The mighty Greenback

October 16, 2015

There is widely shared feeling that the United States is no longer the superpower and global hegemon that it once was. At the same time, there is a feeling – commonly voiced in the financial media, although rarely in the mainstream US media – that the American dollar is also no longer what it once was, namely the dominant currency in the world’s financial system. Indeed, there is an entire school of thought that believes that ‘the dollar is doomed’ and that financial planning should be based on that assumption. In practical terms, this generally leads to the conclusion that to protect the value of one’s financial wealth one must buy gold – but for analytical purposes it is important to separate the diagnosis, namely that the dollar is toast, from the prescription, that to avoid going down with the dollar, one should buy and hold gold.

 

Given these two parallel ideas, one relating to the geo-political standing of the US and the other to the financial standing of its currency, there is an overwhelming temptation to combine the two – whether in a positive sense of adopting them both, or negatively by rejecting them both.
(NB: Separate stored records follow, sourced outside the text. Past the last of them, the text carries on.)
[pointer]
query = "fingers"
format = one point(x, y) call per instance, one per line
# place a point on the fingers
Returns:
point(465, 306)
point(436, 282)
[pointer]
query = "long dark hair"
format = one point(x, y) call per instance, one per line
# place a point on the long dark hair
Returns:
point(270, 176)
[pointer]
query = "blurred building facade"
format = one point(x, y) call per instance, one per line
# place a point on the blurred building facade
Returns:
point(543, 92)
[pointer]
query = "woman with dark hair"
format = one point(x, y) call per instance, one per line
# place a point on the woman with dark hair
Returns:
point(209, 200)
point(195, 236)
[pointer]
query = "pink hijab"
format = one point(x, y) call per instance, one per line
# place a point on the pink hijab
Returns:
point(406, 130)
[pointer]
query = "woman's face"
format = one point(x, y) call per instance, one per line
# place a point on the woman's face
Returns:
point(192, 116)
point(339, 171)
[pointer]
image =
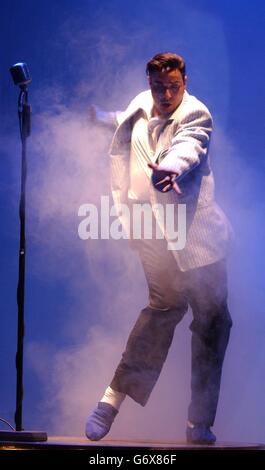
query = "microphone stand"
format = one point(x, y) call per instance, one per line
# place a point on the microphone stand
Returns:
point(19, 435)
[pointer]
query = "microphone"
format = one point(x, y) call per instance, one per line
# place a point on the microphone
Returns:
point(20, 74)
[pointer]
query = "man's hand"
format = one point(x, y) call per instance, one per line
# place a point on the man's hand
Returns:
point(163, 180)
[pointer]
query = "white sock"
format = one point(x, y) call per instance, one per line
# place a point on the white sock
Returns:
point(113, 397)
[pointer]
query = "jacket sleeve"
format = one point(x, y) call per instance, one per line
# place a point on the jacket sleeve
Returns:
point(189, 144)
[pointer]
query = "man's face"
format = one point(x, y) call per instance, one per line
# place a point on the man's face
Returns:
point(167, 89)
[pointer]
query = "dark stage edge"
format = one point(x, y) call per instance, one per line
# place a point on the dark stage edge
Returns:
point(79, 443)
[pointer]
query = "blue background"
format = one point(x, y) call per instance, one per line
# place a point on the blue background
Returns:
point(83, 52)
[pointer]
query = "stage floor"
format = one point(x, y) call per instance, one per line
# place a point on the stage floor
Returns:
point(80, 443)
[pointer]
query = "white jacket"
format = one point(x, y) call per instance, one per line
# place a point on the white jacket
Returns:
point(183, 147)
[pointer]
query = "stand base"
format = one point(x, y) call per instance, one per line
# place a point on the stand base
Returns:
point(23, 436)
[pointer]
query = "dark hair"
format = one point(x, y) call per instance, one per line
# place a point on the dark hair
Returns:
point(165, 61)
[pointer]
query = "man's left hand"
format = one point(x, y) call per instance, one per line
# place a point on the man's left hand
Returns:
point(164, 180)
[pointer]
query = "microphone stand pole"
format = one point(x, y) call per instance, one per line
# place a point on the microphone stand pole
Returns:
point(24, 114)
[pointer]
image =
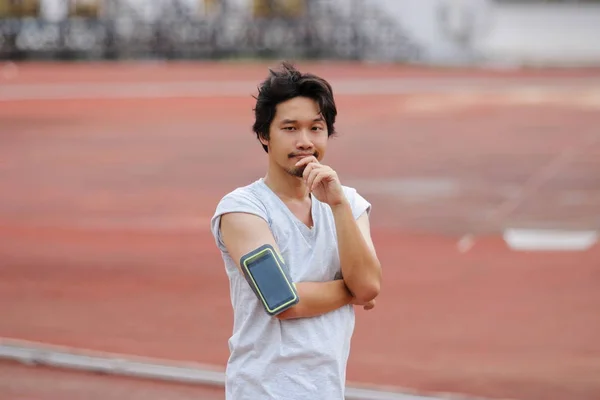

Indeed, it seems logical to identify a cause-and-effect relationship between the two.

 

Most people would posit this as “because American power is crumbling…therefore the position of the dollar as the primary global currency has (or will) become untenable”. However, it is at least possible that the cause and effect run in the other direction: given the systematic and prolonged debasing of the US currency (usually attributed to the Federal Reserve), the USA has gradually lost its ability to create wealth and, as an inevitable consequence, it has become unable to maintain its economic and military power”. Comparisons with the supposed causes of the decline and fall of the Roman Empire are often appended to this kind of analysis, to ‘prove’ that monetary and/ or fiscal ruination are essential precursors of national decline, destroying the country or empire from within long before it suffers disaster on the battlefield.

 

This is all very interesting and, some would say, entertaining. But even the proponents of these theories agree that they are long-term processes requiring generations, if not centuries, to fully develop. Economic and, especially, financial trends usually develop over much shorter time-frames, so that the attempt to co-ordinate, synchronise or determine casual relationships between them and geo-political trends is difficult, and such attempts often seem forced.

 

The precedent of the pound

 

Rather than ruminating about the ruin of Rome, a more recent and relevant example of the demise of a global empire and the parallel loss of status of its currency is that of Great Britain. In this case, as late as 1914 the pound sterling was the world’s dominant currency (and London the world’s financial capital), but by 1944 that role had indubitably passed to the dollar (and, to a large extent, to New York).

 

Yet it is generally agreed that the apogee of Britain’s global power was reached between 1850-1870 – long before sterling lost its primacy. Furthermore, even after 1944, sterling remained a major currency with an important global role, enjoying a strong revival as late as the 1980s. In other words, the twin processes of decline are prolonged, asynchronous and not even linear – there are ups and downs along the way. Perhaps even more important aspect is that in the case of sterling, there was a rival and potential successor snapping at its heels and, arguably, hastening its decline. Even before 1914, it was clear that the US would eventually become the dominant economic power and its currency would be paramount. The two world wars considerably catalysed the process, but they did not cause it.

 

In sharp contradistinction, neither the USA nor its currency have obvious successors waiting in the wings. Until recently, it was commonplace to designate China in these roles but, with the emergence of severe economic and financial strains in its economy, not to mention its demographic problems, China’s succession is no longer so obvious. It certainly is not going to happen quickly – so that an interim period is possible in which there is no dominant currency.

 

Why the dollar will rise

 

However – and this is the key point for people and firms that do not think and operate in terms of decades – the erosion of the dollar’s primacy is not at all the same as an erosion in the dollar’s value. It may lose its primacy and yet have no successor, at least immediately, whereas in the global currency market, the dollar’s value can only rise or fall relative to other currencies and therefore it can – as we have seen in recent years – be ‘the best’ simply by being the least bad of a bad bunch.

 

How – and why – would the dollar rise in value if it was losing its status as the dominant global currency? This could — and will — occur when the world moves from accumulating ever more debt to being obliged to repaying (or repudiating) its existing debts. Since the amount of debt denominated in dollars is much greater than that denominated in other currencies, the demand for dollars – driven by the need to repay debts – will drive up the price. That scenario, of global debt-deflation, is what the central bankers are striving to prevent, but their continued success in doing so is far from assured.